The team of star investigators was blissfully unaware of the situation till Davy's counsel pointed out that the warrant the Davy file contained had been issued by a Kolkata court on October 11, 2010 and expired on January 3.Asked why the CBI team went to Denmark with an invalid warrant, agency spokesperson Dharini Mishra said, "It was an oversight."
This comes two days after the embarrassment over sending a faulty list of most wanted fugitives to Pakistan.
A scramble began soon after to extend the validity of the warrant. A desperate CBI superintendent, special crime branch, NM Singh, petitioned the court to get the warrant's validity extended till August 20, 2011.
Mishra said, "We are sending our team the original arrest warrant apart from a scanned copy. So, there will be no problem on Thursday when the hearing will occur."
The CBI team, comprising deputy inspector general Arun Bothra and prosecutor Izaz Khan, reached Copenhagen on May 16 to attend the hearing of Davy's extradition in the Denmark high court.

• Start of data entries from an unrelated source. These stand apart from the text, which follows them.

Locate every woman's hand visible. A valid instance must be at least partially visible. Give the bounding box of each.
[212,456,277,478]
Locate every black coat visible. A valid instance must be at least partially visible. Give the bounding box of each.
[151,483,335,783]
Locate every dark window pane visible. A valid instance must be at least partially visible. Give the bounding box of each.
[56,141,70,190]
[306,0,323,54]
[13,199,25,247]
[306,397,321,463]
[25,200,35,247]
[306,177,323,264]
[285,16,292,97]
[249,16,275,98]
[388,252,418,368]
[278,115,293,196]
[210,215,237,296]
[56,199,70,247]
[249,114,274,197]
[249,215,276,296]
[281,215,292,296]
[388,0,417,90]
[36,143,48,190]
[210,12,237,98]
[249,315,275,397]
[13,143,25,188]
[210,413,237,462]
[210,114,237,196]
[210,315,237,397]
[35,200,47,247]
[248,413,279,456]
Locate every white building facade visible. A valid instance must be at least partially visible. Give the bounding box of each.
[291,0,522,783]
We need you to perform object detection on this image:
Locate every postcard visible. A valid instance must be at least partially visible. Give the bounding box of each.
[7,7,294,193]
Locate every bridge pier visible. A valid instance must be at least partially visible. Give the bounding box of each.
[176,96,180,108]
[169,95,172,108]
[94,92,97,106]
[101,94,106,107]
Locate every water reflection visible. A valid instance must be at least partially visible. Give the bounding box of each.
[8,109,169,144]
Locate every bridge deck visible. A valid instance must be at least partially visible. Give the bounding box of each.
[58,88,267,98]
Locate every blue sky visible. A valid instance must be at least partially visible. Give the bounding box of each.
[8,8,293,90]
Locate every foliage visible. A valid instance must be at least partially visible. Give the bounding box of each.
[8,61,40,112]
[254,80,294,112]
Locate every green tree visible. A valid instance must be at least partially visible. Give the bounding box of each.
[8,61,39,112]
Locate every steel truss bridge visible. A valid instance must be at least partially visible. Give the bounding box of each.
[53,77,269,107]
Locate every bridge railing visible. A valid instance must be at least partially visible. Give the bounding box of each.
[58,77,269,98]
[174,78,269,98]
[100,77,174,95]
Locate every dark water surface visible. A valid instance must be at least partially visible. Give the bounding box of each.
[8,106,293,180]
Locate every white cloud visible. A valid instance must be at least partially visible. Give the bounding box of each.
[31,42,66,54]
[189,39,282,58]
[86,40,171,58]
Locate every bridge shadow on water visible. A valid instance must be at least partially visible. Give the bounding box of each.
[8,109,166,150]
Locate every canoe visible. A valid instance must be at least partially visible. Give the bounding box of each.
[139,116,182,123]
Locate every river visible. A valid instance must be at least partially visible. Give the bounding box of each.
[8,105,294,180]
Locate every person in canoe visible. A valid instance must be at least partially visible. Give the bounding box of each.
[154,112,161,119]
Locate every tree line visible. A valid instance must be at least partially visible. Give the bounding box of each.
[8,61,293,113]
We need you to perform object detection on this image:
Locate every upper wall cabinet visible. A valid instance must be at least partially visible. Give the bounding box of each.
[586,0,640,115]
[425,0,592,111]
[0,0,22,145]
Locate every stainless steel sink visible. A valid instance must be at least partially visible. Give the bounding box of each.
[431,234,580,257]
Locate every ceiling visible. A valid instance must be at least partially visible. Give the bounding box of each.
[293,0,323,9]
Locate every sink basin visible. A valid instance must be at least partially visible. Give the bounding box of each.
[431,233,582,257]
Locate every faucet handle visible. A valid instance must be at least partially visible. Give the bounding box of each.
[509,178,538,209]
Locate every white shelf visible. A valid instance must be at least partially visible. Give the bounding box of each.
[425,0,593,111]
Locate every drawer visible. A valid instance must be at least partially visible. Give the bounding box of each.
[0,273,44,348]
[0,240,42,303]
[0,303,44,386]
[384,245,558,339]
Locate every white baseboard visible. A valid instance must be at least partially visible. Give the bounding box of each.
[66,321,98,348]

Last October, a lower court rejected the government's order to extradite Davy to India. The Danish government challenged the lower court's order in the high court. The hearing of the appeal was fixed on May 17, 18 and 19.
Since India does not have an extradition treaty with Denmark, it requires the sanction of a Danish court to approve the country's decision to extradite any Danish national.
The CBI bungling has added to the buzz that India might not be too keen on extraditing Davy.
This line of speculation began after Davy's claims in April this year that the then central government and a security agency were aware of and helped in the plan to drop weapons in Purulia district of West Bengal.